Khusraw Dihlavi, Amir. Qissat Shahar Darvish [The Story of the Four Dervishes].

Mughal India, [1767 CE =] 1184 H.

8vo (140 x 235 mm). 188 ff. Persian manuscript on paper. Black nasta'liq script in 12 lines. Contemporary brown morocco, ruled in gilt, titled in gilt on morocco spine label.

 4.500,00

"Qissa-ye Chahar Darvesh" ("The Story of the Four Dervishes"), a collection of four lively allegorical tales attributed to Indian Sufi poet and writer Abu'l Hasan Yamin ud-Din Khusraw (1253-1325), known as Amir Khusraw.
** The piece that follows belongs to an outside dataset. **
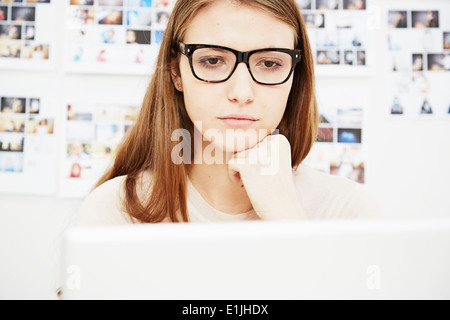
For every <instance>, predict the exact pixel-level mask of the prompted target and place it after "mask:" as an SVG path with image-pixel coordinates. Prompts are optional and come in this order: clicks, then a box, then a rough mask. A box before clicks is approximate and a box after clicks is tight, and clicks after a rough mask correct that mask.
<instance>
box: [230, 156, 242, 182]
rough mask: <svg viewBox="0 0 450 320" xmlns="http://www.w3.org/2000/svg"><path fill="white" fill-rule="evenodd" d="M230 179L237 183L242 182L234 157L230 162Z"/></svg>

Khusraw was the most famous Persian poet in medieval India, famous for a wide variety of poems, music, and epics. "The Four Dervishes" are not often officially listed as one of his works, as the attribution is uncertain. Regardless, the themes Khusraw enjoyed and promoted in Persian poetry occur here: fantastical adventures, star-crossed lovers, and devout Islam and Sufism infuse the narrative. Stylistically, the stories have some similarities to the Thousand and One Nights, being a series of open-ended vignettes told by four dervishes to a king, who at the end of the tales is able to use his worldly powers to make happy endings for each of the stories he has been told. Popular in India, the stories were eventually also translated into Turkish. Here, the tales are told in a handsome nasta'liq script, with each new dervish's story marked in red ink.

Light wear, spine professionally restored; generally bright and clean. Provenance: 20th century Parisian private collection, kept in the family for several generations and dispersed in 2022.